Sunday, November 7, 2010

Smaller is Better in a Post Housing Bubble Era

This is not just accidental.  Now loan underwriting is going back to pre-2000 standards.  Now, your income must qualify you for a standard loan and not a affordability product.  A bigger new house cost more to build, so builders are just making homes based on what people can afford.
"A new housing market is emerging, and even with the recession in the rear view mirror we expect the popularity of smaller homes to persist," said Bob Jones, chairman of NAHB and a home builder from Bloomfield Hills, Mich. "Builders are responding to a new mindset among home buyers that has been shaped not just by a weak economy, and it is transforming the product they deliver."

The current decline in home size can be attributed to factors like the desire to keep energy costs down, the amount of equity in existing homes available to be rolled over into new ones, tighter credit standards, less interest in buying a home as an investment and a growing presence of first-time buyers.

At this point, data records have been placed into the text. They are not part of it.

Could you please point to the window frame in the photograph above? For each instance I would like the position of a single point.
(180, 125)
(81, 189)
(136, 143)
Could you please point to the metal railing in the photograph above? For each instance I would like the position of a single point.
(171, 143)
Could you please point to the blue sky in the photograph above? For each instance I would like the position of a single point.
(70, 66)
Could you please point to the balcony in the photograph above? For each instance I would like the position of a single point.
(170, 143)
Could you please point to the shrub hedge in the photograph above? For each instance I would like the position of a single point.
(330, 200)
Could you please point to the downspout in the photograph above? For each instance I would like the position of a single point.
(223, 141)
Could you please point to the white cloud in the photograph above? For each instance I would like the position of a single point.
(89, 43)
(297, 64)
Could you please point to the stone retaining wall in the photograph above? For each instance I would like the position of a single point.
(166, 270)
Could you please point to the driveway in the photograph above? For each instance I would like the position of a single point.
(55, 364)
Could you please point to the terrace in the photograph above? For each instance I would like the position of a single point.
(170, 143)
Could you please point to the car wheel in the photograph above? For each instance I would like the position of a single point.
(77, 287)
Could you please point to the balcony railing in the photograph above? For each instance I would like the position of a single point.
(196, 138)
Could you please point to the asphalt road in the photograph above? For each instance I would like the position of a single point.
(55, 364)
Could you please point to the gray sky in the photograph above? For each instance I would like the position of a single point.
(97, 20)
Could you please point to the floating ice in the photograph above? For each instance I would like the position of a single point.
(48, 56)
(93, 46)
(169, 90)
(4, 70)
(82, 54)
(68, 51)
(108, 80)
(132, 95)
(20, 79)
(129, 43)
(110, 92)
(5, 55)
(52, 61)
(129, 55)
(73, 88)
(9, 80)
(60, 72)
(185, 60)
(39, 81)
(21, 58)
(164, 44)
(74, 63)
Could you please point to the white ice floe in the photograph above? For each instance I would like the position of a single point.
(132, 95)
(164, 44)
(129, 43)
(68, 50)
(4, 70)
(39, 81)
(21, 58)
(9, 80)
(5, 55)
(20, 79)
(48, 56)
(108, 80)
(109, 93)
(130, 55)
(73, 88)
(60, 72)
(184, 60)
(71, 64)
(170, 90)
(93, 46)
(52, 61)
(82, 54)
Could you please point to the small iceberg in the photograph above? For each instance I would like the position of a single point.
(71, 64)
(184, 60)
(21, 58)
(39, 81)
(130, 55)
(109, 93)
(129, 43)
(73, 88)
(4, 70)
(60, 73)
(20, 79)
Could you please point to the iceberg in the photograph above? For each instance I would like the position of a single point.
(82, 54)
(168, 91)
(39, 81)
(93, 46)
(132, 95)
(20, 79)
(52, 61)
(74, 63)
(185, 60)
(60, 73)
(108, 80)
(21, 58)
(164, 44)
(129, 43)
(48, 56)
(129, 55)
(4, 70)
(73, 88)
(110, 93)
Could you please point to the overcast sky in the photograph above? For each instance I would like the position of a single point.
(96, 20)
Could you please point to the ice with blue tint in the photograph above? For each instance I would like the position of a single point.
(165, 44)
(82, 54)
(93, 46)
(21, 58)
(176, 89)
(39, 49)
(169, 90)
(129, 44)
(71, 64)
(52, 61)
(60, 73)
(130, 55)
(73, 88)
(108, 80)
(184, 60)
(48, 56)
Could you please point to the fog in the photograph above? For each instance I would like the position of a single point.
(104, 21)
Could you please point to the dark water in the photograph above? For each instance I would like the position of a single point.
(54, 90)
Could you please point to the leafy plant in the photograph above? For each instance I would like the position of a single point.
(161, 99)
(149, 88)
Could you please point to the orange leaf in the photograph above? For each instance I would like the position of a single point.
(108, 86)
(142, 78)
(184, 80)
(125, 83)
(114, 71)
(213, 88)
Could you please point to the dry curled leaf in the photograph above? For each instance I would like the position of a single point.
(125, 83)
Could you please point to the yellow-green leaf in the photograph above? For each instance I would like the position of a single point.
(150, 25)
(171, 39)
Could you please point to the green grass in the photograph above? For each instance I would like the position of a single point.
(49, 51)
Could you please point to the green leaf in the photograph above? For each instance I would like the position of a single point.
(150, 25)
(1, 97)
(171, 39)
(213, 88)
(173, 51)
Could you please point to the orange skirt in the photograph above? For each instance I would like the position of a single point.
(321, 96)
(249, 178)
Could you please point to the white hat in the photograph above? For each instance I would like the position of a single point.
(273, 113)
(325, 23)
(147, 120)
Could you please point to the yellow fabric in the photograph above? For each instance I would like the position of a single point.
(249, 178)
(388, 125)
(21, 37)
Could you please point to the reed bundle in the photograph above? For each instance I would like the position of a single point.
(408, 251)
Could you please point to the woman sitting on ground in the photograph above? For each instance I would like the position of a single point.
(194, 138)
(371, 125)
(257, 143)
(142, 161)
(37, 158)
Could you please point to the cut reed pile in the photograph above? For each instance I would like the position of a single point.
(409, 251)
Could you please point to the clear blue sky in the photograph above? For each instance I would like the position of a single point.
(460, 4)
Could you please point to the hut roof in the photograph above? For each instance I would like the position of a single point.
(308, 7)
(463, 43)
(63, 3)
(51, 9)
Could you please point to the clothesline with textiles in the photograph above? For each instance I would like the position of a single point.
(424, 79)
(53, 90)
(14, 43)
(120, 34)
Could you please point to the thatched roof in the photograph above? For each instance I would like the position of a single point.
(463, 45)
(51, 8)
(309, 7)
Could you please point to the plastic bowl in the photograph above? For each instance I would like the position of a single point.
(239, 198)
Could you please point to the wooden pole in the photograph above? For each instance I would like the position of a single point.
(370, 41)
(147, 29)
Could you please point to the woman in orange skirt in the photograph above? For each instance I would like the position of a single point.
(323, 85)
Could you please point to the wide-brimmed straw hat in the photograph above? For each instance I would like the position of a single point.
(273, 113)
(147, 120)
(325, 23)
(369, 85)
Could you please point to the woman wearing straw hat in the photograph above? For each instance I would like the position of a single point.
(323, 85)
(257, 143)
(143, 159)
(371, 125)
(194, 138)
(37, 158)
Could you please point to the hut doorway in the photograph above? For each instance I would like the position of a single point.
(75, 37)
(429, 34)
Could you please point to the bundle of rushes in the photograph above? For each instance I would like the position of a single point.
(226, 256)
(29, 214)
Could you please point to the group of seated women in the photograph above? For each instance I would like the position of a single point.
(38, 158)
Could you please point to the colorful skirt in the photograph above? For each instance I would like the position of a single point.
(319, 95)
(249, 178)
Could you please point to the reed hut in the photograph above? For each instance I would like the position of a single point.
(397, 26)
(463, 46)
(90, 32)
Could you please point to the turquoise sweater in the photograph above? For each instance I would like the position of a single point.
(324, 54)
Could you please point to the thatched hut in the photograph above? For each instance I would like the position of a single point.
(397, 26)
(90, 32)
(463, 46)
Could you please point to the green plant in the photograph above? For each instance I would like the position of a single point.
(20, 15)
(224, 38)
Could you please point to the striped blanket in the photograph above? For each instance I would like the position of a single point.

"While the Census Bureau shows characteristics for new homes that have been completed in a given year, we decided to tabulate the characteristics for the homes that were started," said Paul Emrath, the report's author and NAHB's vice president for survey and housing policy research. "This eliminates several months of lag time while the home is being constructed and can provide a more current picture of the marketplace, which has been changing rapidly."